Discussion in 'Mac Programming' started by poppy11, Oct 30, 2013.

  1. poppy11 macrumors newbie

    Oct 30, 2013
    I have a string msMyString that was created by

    NSMutableString *msMyString = [NSMutableString stringWithString:mad:"NoSpecialCharactersJustAnOrdinaryString"];

    Both of the lines below work perfectly, and so I am not at all certain which is preferred, etc. I know about NSLog(@"%@",msMyString), but I am trying to sort through all of the various ways of converting back and forth between objects, and 'C' primitives. I believe that I put that correctly, but I assume that you know what I mean.

    NSLog(@"%s",[msMyString cStringUsingEncoding:NSASCIIStringEncoding]);

    NSLog(@"%s",[msMyString UTF8String]);

    Thanks in advance.
  2. gnasher729 macrumors P6


    Nov 25, 2005
    If at all possible, stay away from anything other than UTF8.

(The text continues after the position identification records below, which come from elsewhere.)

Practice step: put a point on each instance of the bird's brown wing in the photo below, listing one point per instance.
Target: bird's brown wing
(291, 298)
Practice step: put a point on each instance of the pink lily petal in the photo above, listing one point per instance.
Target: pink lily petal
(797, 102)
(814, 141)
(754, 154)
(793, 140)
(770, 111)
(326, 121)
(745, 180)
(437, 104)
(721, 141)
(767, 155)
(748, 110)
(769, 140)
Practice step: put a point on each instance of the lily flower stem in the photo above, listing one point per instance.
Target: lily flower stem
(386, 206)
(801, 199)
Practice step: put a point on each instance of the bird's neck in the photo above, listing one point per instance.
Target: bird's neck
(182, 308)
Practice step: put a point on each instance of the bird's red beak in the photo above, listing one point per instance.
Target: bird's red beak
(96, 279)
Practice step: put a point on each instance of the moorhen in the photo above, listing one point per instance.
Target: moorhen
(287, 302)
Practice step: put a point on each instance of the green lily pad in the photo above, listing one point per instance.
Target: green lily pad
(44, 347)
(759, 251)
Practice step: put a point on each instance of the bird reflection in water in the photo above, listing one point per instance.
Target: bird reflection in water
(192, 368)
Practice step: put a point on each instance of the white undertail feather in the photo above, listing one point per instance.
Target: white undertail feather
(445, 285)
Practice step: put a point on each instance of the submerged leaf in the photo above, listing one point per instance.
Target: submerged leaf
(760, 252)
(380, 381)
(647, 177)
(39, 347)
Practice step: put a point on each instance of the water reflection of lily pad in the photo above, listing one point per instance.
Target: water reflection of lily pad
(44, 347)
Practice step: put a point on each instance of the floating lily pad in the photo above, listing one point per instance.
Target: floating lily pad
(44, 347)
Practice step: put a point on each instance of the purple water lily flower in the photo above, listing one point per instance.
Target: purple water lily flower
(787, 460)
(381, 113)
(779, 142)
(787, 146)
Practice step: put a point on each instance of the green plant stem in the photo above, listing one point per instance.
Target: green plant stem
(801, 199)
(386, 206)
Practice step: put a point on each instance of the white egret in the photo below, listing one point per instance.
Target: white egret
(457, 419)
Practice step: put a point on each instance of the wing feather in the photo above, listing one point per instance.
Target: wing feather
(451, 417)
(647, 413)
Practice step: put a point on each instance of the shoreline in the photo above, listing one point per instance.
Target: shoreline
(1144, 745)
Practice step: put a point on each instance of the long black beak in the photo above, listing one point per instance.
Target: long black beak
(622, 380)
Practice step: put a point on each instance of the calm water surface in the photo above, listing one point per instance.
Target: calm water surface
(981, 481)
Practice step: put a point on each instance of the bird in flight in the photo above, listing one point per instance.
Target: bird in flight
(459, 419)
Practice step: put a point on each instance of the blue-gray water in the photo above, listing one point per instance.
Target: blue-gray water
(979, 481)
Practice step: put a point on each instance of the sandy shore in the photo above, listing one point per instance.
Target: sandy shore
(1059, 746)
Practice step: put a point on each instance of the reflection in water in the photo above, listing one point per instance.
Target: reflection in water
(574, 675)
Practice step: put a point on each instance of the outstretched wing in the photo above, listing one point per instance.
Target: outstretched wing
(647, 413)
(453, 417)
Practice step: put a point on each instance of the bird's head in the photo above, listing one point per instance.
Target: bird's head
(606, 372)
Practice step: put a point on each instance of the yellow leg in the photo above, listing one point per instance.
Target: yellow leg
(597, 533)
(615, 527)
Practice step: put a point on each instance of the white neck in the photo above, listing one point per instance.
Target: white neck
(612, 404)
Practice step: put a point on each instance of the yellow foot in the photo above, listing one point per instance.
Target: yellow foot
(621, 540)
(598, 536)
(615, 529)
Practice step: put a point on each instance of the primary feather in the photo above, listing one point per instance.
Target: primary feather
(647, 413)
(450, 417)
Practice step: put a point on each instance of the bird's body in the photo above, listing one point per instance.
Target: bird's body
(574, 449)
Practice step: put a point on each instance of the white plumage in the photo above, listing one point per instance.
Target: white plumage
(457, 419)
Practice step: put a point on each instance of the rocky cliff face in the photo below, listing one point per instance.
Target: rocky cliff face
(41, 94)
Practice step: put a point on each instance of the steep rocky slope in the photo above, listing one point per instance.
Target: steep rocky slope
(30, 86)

    NSASCIIStringEncoding will break (return NULL) whenever there is a non-ASCII character in the string. There is no reason to take the risk. Only use cStringUsingEncoding: if you actually for whatever strange reason need a string in that particular encoding. Since NSLog expects UTF8 strings, any encoding that isn't a subset of UTF8 will produce strange results.
  3. devilofspades macrumors member

    Jul 20, 2011
    not exactly, you encapsulate primitives inside object containers if that makes any sense? for the most part an "NSNumber" is the object to store primitive c types. for your question, the encoding really comes into play if you are parsing say a text file or some sort in UTF8 formatted file to an NSString object. a real world example would be a .csv file. those are usually in UTF8 encoding and converting to a NSString requires you specify that so it can properly "decode" that data and format it correctly as a string object. for your code example, you could have just as easily done this

     NSMutableString *msMyString = @"NoSpecialCharactersJustAnOrdinaryString"; 
    and ended up with the same result. typically you would have no need to pipe out the various version of a NSString to a console as the regular "%@" option works fine for most cases. if you want to export that string out to a file or across the interwebs, that's when those encoding methods would come in handy.
  4. gnasher729 macrumors P6


    Nov 25, 2005
    That should be NSString* msMyString = @"xxx";

    The right hand side is not a mutable string, so you can't assign it to an NSMutableString*.
  5. poppy11 thread starter macrumors newbie

    Oct 30, 2013
    So I take it that the only reason that NSASCII... didn't fail is because it was purely ASCII text.

    Thanks for the information!
  6. firewood macrumors 604

    Jul 29, 2003
    Silicon Valley
    Which is perfectly reasonable if non-ASCII characters are illegal in your particular usage (base64 decoding, hex input, airline record locator ID, etc.)